Table I. Primer sequences for candidate reference genes.
Table II. Candidate reference genes evaluated in this study.
Data analysis
All the corresponding qRT-PCR data were analysed using the 7500 System Sequence Detection Software version 2.0.4 (Life Technologies). The quantification cycle (Cq) is defined as the number of cycles needed for the fluorescence to reach a specific threshold level of detection, and is inversely correlated with the amount of template nucleic acid present in the reaction [Citation23]. Data analysis was performed using the geNorm [Citation13], NormFinder [Citation20], and BestKeeper [Citation24] software packages. geNorm is a Visual Basic Application for Microsoft Excel that ranks the reference genes on the basis of stepwise elimination of the least stable gene. Expression stability (M value) is defined as the average pairwise variation of a given gene with all the other candidate reference genes. NormFinder, an add-in for Microsoft Excel, ranks the reference genes using a model-based approach, and identifies the best candidate gene based on minimal combined inter- and intragroup expression variations. BestKeeper, an Excel-based tool, ranks reference genes on the basis of repeated pairwise correlation and regression analysis of a given gene with all the other tested candidate reference genes. The genes with the lowest stability values have the most stable expression in these software programs. The expression stabilities of several candidate reference genes in human chondrocytes cultured in different thermal environments were evaluated using these three software programs.
Results
RNA transcription levels of candidate reference genes in various temperature environments
The overall RNA transcription pattern of seven candidate reference genes in human chondrocytes grown in various thermal environments and culture systems is represented in . Of the genes examined, 18S ribosomal RNA (rRNA) showed the highest transcription level (low Cq value). Ribosomal RNAs including 18S rRNA have been reported to be unsuitable for normalisation, as these genes are overexpressed in comparison to other mRNAs, and because they are transcribed by RNA polymerase I [Citation25]. These characteristics make it difficult to correct for sample-to-sample variations in qRT-PCR and also affect the accuracy of the data. Therefore, 18S rRNA was excluded from further studies.
Figure 1. Overall RNA transcription patterns of candidate reference genes under different thermal environments and culture systems. The box and whisker diagrams show the quantification cycle (Cq) values for each gene. The band inside each box represents the median Cq, while the bottom and top are the first and third quartiles, respectively. The lines extending from each box (whiskers) indicate the maximum and minimum values.
The RNA transcription profiles of the candidate reference genes in sample subgroups are represented in . As expected, the RNA transcription level of each gene varied among the subgroups, indicating that the temperature and culture system used (monolayer or pellet) affected the RNA transcription profiles of these candidate reference genes. Interestingly, with the exception of HSPCB and YWHAZ, each gene showed systematic variation, which tended to decrease the RNA transcription level (based on increased Cq value) at higher temperatures across the sample groups.
Figure 2. Effect of temperature and culture conditions on RNA transcription profiles of the candidate reference genes. The dots represent the Cq values of genes across different subgroups. Each curve is a cubic spline with a default lambda of 0.05 and standardised X-value.

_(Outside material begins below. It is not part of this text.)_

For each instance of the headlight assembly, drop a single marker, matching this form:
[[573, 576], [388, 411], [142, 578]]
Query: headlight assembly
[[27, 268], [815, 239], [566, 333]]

The standard deviation (SD) of each candidate reference gene among the different subgroups of the monolayer culture is shown in . The expression of ACTB and GAPDH showed similar systematic variation, and that of HSPCB showed a large variation, unlike that observed for the other genes. RPL13a and YWHAZ showed small and somewhat compensatory variation.
Figure 3. Inter-subgroup variation in monolayer culture determined using NormFinder. The standard deviation (SD) of each candidate reference gene among different subgroups in monolayer culture is shown. The intra-subgroup SD is indicated by the vertical bars.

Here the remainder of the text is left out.